Леонид Беловинский - Жизнь русского обывателя. На шумных улицах градских
Знаменитый создатель известного «Толкового словаря живого великорусского языка» В. И. Даль в «Напутном слове» (в напутственном, по-нынешнему!), прочитанном в Обществе Любителей Русской словесности в 1862 г. писал: «С той поры, как составитель этого словаря себя помнит, его тревожила и смущала несообразность письменного языка нашего с устною речью простого человека»! Обратим внимание: сам Даль – сын датчанина и немки, окончил Морской корпус и мичманом служил на флоте; выйдя в отставку (не переносил качки), прослушал курс медицинского факультета Дерптского университета, по случаю войны с турками был направлен в армию и ввиду успехов в учебе получил право защищаться на доктора медицины; а затем долгие годы – чиновник в Министерстве внутренних дел и в Департаменте уделов. Конечно, занимался науками и даже был избран в Академию Наук, но по Отделению естественных наук и за описание флоры и фауны Оренбургского края, где долго служил. Не филолог! Ибо не было еще ни филологов, ни самой филологии. Отсюда и специфика самого словаря с его несообразными «гнездами» слов, когда «звенеть» и «звено» оказываются в одном «гнезде» (и в словарной статье СОЗВУЧИТЬ сам Даль писал: «Случайное созвучие нередко вводит в грех корнесловов»), и частые несообразные словообразования, вроде НАНИЗЫВАНЬЕ, нанизать, нанизыванье, нанизанье, наниз, нанизка, и рекомендации «класс», «классный» писать клас, класный, и принятое ныне «клирик» писать клерик.
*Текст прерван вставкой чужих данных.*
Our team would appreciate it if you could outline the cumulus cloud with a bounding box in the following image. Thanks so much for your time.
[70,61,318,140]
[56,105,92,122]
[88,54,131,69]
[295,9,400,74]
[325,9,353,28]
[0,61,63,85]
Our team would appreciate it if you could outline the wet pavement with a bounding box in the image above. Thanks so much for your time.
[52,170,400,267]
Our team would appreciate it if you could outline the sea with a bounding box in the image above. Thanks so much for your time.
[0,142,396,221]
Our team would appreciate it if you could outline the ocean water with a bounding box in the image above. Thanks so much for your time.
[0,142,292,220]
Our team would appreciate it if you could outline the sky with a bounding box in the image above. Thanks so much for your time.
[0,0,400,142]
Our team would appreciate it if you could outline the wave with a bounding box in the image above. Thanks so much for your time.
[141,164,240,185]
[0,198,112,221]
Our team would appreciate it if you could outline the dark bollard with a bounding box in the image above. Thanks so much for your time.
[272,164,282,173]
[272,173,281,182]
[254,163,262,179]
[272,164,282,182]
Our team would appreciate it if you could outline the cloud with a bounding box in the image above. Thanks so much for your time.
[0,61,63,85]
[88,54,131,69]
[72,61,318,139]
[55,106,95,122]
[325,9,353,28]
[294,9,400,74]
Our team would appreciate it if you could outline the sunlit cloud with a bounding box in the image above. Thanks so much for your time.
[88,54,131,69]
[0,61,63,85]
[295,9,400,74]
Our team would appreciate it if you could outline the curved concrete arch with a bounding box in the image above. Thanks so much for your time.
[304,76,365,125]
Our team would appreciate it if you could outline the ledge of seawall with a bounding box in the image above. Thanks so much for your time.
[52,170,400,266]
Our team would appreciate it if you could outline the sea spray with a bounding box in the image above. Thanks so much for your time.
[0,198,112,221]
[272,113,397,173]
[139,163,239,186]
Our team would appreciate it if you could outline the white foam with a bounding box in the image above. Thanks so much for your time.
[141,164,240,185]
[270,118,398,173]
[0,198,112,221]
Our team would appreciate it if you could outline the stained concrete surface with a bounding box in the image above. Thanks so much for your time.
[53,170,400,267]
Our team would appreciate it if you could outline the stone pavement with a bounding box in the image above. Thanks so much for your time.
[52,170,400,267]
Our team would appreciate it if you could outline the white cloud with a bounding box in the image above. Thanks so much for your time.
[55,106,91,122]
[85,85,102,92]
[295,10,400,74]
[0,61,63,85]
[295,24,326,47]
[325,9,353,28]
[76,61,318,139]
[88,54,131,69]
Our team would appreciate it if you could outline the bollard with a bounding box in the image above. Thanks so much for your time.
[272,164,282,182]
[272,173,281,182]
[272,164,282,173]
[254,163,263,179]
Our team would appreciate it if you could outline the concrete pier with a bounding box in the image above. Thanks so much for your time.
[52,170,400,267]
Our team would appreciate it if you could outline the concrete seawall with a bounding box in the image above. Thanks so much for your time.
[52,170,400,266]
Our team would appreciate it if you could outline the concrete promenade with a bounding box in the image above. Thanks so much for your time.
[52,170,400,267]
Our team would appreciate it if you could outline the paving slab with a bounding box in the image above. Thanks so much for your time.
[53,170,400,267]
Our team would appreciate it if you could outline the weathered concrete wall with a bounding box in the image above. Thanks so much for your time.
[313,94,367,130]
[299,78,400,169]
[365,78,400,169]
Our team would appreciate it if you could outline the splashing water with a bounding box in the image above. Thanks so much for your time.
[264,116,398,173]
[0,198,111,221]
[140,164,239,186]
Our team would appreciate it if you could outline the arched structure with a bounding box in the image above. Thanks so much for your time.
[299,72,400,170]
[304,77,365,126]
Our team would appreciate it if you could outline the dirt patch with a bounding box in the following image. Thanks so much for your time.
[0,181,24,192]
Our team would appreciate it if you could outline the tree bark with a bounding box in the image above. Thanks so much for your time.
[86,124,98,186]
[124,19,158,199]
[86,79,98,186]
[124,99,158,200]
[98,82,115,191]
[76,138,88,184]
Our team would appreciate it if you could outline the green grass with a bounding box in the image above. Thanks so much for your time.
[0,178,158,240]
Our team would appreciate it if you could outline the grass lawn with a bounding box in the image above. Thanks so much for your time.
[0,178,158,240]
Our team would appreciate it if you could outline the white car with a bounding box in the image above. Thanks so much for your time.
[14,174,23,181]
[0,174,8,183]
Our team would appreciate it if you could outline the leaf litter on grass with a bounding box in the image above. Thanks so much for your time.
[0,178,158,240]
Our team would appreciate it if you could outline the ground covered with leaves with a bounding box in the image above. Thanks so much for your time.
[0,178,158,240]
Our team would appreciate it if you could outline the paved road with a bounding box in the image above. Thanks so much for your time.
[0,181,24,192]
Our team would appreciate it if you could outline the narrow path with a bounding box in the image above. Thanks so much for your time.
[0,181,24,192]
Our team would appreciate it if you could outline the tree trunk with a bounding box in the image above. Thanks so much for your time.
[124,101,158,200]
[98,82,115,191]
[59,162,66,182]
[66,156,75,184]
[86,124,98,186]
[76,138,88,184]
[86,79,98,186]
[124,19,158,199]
Русский литературный язык только начинал свое существование, а словарей русского языка после появившегося в 1653 г. в Киеве «Лексикона славяно-русского» Памвы Берынды и до далевского вышло всего-то: «Краткий словарь славянский» иеродиакона, затем митрополита Киевского Евгения (1784), «Словарь Академии Российской» в 6 томах (1789–1794 и 1806–1822), который В. И. Даль часто и с основанием оспоривал, «Словарь Российской орфографии» С. Руссова да «Опыт словаря древних славянских слов и речений» А. Петрова (оба 1831 г.). Правда, за несколько лет до Даля И. И. Срезневский выпустил трехтомные «Материалы для справочного и объяснительного словаря и грамматики», но Владимир Иванович начал свою работу намного раньше Срезневского.
Лишь ближе ко второй половине XIX в. утвердились нормы литературного языка, вероятно, ставшего обиходным в образованной публике.
Насколько богат был словарный состав этого языка, мы нынче воображаем себе с трудом.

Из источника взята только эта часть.